The research team found a significant survival benefit for patients receiving a living-donor liver transplant based on mortality risk and survival scores. The survival benefit was significant at a MELD-Na score as low as 11, with a 34% decrease(95% confidence interval [CI], 17.4%-52.0%) in mortality compared with the wait list. In addition, mortality risk models confirmed a survival benefit for patients with a MELD-Na score of 11 or higher at 1 year after transplant (adjusted hazard ratio, 0.64; 95% CI, 0.47-0.88; P = .006). At a MELD-Na score of 14-16, mortality decreased by about 50% (aHR, 0.47; 95% CI, 0.34-0.66; P < .001).

The probability of death from a living-donor liver transplant for patients with very low MELD-Na scores (between 6 and 10) was greater than that for patients on the wait list for the first 259 days, at which point the risk of death for both groups was equal. At 471 days, the probability of survival in both groups was equal. As the MELD-Na score increased, both the time to equal risk of death and the time to equal survival decreased, demonstrating that the survival benefit occurs much earlier for patients with a higher MELD-Na score.

Analysis of life-years from transplant showed living-donor transplant recipients gained 13-17 life-years compared to those who didn’t receive one.

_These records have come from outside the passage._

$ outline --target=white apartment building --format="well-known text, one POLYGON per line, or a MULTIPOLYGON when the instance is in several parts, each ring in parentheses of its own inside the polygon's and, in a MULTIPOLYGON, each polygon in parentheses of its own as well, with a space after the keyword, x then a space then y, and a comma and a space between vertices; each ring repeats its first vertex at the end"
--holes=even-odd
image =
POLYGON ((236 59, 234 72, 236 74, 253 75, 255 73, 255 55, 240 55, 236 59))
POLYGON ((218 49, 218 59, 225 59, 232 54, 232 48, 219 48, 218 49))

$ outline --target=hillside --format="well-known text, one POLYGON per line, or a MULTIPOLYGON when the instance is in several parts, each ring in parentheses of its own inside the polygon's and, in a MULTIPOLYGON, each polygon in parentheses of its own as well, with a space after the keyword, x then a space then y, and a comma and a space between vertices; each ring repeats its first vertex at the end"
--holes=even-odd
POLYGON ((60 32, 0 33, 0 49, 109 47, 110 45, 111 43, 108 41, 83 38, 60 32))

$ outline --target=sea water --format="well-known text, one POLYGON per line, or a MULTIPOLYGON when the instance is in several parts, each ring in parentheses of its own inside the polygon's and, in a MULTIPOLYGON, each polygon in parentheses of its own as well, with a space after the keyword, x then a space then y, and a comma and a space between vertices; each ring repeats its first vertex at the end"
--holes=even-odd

“Living-donor liver transplantation is a valuable yet underutilized strategy to address the significant organ shortage and long waiting times on the transplant list in the U.S.,” said Renu Dhanasekaran, MD, PhD, assistant professor of gastroenterology and hepatology at Stanford (Calif.) University.

Dr. Dhanasekaran, who wasn’t involved with this study, also welcomed the finding that living-donor liver transplantation can benefit patients with low MELD-Na scores, even below the expected cutoff at 15. According to the study authors, previous research had suggested benefit would be seen only at MELD-Na 15 and above.

Renu Dhanasekaran, MD, PhD, an assistant professor of gastroenterology and hepatology at Stanford (Calif.) University.
Dr. Renu Dhanasekaran

“In my practice, I have several patients whose symptoms are out of proportion to their MELD score, and data like this will convince them and their potential donors to avail a transplant at an earlier stage,” she said.

The findings challenge the current paradigm around the timing of referral for a liver transplant and may have ramifications for allocation policies for deceased donors, the study authors wrote. The data can also help to contextualize risk-benefit discussions for donors and recipients.

“Donating a part of one’s liver to save a patient suffering from end-stage liver disease is an incredible act of selfless love,” Dr. Dhanasekaran said. “I hope strong positive data from studies like this one encourage more donors, patients, and transplant centers to expand the use of [living-donor liver transplant].”

The authors reported no grant support or funding sources for this study. One author disclosed being married to the current chair of the United Network for Organ Sharing’s Liver and Intestinal Organ Transplantation Committee. No other conflicts of interest were reported. Dr. Dhanasekaran reported no relevant disclosures.